Combien de pêcheurs à la mouche loupent du poisson au ferrage, soit c’est trop hâtif, ils enlèvent la mouche de la gueule avant que celui-ci la referme, soit trop tard la mouche a été recrachée!!!

Voici quelques conseils pour y remédier, en règle générale, en début de saison le ferrage doit se faire deux secondes après la prise de la mouche, car les truites sont encore engourdies par les eaux froides et ne sont pas bien véloces.

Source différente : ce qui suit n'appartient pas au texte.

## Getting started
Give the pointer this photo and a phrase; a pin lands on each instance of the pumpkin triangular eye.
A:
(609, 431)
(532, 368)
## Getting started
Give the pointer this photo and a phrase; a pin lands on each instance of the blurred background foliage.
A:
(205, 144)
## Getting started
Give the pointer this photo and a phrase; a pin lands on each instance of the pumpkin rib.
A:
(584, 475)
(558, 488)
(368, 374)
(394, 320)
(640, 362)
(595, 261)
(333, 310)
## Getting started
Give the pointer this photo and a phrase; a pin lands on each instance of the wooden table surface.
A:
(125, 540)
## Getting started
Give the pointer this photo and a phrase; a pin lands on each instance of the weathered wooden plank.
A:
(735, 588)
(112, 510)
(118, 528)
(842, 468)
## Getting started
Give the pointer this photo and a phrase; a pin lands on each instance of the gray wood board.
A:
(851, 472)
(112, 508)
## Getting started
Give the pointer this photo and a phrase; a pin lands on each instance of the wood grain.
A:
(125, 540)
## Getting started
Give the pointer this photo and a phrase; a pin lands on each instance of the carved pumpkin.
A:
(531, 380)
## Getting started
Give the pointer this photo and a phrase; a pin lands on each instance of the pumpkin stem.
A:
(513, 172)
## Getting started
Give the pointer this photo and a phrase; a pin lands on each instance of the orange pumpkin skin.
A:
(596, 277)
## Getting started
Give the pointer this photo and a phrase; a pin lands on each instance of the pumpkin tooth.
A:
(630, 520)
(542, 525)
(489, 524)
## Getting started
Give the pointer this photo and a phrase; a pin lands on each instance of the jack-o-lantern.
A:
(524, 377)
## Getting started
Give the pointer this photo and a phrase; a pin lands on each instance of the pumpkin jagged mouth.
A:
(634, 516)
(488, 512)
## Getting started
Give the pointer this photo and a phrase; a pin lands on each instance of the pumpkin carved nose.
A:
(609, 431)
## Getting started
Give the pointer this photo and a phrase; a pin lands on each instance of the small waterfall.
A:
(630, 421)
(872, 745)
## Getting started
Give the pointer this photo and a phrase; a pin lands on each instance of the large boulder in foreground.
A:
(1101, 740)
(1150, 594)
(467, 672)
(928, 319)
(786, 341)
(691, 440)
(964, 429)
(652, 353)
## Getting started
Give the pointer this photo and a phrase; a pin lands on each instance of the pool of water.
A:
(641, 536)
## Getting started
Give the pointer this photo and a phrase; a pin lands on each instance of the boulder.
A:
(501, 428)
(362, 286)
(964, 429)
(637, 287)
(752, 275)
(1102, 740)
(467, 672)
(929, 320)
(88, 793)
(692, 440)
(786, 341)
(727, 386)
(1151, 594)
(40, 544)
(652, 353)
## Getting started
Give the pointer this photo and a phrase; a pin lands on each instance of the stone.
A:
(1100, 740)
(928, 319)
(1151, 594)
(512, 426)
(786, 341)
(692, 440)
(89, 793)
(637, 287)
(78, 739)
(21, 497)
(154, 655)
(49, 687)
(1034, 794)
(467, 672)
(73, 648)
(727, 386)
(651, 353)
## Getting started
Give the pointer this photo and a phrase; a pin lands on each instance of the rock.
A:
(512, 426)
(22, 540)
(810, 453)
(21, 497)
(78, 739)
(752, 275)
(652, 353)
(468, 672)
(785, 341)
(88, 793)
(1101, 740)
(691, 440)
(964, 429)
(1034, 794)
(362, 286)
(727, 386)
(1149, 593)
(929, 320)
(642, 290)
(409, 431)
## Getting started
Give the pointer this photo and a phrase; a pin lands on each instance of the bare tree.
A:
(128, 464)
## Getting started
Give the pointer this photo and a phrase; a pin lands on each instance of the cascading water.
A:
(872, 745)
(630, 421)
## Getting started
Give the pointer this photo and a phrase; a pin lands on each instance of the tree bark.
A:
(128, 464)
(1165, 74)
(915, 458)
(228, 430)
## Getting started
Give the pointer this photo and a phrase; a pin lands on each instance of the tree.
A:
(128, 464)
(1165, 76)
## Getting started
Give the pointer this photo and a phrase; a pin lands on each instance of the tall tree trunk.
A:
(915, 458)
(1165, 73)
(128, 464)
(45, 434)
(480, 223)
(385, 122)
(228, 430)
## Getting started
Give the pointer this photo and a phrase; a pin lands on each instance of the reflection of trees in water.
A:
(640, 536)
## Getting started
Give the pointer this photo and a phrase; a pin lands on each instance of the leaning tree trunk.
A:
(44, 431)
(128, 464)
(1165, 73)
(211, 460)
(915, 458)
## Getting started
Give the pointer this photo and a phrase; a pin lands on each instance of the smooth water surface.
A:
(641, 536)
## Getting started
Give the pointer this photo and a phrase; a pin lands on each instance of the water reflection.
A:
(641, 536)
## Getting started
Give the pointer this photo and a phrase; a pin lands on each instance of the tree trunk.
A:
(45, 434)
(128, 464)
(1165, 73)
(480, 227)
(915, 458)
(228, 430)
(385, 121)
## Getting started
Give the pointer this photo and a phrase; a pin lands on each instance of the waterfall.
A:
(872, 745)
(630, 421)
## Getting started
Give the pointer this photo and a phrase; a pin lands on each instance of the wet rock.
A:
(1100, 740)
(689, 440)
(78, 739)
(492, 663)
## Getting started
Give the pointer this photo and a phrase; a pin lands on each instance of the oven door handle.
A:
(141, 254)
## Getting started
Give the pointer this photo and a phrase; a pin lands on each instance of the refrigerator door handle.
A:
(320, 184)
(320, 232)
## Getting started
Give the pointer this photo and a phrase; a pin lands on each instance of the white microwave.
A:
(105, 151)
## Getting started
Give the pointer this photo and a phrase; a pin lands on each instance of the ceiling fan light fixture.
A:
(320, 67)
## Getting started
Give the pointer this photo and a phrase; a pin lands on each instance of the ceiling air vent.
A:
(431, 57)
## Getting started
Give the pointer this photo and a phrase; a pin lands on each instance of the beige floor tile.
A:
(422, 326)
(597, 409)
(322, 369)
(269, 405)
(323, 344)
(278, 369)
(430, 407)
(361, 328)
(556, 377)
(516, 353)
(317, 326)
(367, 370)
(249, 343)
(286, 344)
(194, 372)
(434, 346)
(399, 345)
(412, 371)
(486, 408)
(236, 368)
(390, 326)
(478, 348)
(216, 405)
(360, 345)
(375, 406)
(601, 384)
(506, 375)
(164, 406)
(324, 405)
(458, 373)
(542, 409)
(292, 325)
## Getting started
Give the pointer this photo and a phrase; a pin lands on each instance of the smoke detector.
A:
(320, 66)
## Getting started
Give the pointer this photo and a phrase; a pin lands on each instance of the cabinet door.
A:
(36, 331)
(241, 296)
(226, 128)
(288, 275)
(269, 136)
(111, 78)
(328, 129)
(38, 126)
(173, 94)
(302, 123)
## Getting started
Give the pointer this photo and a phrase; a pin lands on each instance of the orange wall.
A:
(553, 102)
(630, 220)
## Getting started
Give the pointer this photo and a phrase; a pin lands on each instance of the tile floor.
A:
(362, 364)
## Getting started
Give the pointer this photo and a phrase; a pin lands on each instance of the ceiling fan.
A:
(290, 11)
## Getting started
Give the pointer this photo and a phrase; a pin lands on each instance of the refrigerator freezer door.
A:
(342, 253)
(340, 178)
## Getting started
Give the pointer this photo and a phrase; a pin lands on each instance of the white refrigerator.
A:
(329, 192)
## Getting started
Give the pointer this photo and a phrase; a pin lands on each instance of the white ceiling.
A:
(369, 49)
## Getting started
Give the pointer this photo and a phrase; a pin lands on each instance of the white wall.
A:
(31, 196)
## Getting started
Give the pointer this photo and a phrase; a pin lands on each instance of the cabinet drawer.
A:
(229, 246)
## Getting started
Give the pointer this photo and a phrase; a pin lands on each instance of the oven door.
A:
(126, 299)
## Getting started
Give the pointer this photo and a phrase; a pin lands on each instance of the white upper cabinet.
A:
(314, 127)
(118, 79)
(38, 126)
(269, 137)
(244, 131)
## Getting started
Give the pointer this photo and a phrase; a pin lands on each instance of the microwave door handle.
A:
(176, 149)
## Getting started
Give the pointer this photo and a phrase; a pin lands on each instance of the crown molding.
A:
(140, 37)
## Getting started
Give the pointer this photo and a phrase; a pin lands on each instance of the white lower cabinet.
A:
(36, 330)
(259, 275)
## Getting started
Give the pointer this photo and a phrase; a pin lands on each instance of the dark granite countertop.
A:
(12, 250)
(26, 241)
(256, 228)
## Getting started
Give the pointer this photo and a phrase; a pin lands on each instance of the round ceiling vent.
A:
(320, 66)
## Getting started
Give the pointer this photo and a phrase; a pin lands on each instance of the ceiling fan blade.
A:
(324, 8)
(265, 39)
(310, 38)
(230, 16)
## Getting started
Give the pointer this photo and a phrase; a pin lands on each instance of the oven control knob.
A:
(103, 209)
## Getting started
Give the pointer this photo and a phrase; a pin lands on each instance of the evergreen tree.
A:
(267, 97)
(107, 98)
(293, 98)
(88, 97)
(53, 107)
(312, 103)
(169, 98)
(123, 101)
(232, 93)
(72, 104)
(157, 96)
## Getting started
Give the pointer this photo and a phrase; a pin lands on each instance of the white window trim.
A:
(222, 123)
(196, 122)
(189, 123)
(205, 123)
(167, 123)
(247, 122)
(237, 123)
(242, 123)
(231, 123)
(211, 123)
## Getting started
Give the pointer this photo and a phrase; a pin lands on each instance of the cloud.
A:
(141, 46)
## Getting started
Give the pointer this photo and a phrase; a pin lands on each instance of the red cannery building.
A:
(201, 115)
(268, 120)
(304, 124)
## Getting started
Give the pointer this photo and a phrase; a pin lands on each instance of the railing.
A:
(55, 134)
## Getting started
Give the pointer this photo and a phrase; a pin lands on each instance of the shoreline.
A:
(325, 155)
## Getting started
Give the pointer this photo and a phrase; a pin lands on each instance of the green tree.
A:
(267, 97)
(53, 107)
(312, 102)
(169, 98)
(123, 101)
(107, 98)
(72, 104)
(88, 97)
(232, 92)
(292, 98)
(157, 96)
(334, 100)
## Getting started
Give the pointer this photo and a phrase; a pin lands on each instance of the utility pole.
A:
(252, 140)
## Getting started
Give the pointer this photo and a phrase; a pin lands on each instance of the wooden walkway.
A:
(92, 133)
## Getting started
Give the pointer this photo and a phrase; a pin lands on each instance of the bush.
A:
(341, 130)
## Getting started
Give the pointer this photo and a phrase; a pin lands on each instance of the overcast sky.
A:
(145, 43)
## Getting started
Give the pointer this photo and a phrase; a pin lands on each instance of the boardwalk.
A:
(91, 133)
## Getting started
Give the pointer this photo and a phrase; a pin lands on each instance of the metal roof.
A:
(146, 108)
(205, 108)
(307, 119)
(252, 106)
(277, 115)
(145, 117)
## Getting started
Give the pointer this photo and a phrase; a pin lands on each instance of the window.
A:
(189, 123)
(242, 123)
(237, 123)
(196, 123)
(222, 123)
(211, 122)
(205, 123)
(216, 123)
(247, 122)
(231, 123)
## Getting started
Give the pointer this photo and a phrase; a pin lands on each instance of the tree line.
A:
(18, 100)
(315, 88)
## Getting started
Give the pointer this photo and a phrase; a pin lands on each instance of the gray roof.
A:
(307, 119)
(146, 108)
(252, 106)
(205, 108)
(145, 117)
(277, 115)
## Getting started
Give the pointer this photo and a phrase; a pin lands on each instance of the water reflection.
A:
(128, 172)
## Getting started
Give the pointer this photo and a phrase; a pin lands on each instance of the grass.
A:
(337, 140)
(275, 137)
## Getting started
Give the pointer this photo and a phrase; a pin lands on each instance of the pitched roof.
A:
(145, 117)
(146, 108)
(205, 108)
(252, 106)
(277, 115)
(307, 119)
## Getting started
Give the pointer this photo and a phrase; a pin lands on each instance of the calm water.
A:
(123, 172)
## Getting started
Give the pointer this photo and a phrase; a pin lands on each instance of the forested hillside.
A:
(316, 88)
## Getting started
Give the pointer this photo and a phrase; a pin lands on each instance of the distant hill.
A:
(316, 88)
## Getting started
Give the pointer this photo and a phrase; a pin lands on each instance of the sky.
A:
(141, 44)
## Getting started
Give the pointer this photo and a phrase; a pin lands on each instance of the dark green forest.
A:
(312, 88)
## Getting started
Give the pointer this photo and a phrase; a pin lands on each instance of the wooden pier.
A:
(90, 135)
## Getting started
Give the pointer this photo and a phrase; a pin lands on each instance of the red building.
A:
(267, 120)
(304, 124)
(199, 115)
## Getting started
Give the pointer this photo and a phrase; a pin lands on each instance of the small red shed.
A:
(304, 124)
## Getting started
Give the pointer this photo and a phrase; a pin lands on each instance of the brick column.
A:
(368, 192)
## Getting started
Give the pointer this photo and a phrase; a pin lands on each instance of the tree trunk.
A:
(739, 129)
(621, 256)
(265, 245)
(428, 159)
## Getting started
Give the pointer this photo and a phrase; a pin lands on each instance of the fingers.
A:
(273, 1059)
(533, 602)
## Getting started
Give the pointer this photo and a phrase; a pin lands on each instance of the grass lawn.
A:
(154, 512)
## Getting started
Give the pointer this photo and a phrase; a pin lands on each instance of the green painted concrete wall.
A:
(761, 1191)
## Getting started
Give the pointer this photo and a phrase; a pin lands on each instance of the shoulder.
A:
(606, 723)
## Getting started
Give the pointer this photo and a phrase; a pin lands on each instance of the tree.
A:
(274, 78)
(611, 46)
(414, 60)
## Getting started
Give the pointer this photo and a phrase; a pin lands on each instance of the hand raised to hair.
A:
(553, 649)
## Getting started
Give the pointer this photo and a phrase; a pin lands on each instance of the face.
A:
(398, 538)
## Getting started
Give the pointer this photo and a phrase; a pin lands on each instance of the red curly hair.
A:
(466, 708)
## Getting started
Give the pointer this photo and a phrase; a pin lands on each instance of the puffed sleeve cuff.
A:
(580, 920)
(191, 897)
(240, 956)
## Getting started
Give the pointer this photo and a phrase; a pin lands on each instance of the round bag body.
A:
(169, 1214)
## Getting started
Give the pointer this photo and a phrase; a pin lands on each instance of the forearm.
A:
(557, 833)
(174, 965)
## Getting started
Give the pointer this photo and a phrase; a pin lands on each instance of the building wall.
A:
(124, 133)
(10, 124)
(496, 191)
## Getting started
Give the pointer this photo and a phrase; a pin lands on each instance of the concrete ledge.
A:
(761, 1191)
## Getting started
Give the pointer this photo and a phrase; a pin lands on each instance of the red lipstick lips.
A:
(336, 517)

Mais en pleine saison ce n’est pas pareil, le ferrage doit être instantané,ce qui donne une demi seconde après la prise de la mouche, car les truites, avec le no-kill, sont averties à sentir le vrai du faux, elles recrachent la mouche avec rapidité, c’est leur instinct qui le leur commande. On peut aussi avoir affaire à des truites « chipoteuses »(1) qui poussent l’artificielle du nez, c’est pourquoi les ferrages sont dans le vide. Nous avons affaire à des poissons éduqués, donc sur leurs gardes!!! Un indice peut vous être utile, à la première truite prise, regardez la mouche avant de la décrocher, si celle-ci, est plantée aux bords des lèvres, le ferrage est trop tôt, en plein palais ou au fond c’est bon. Mais certains pêcheur s’arrangent pour ferrer au bord des lèvres pour facilité le décrochage.

Pour finir, le pêcheur d’expérience apprend au fil des années à bien ferrer , sans s’en rendre compte, car lui n’est pas dépourvu d’instinct.

(1)Truite gavée, qui chipote sur l’artificielle et qui est aussi sélective.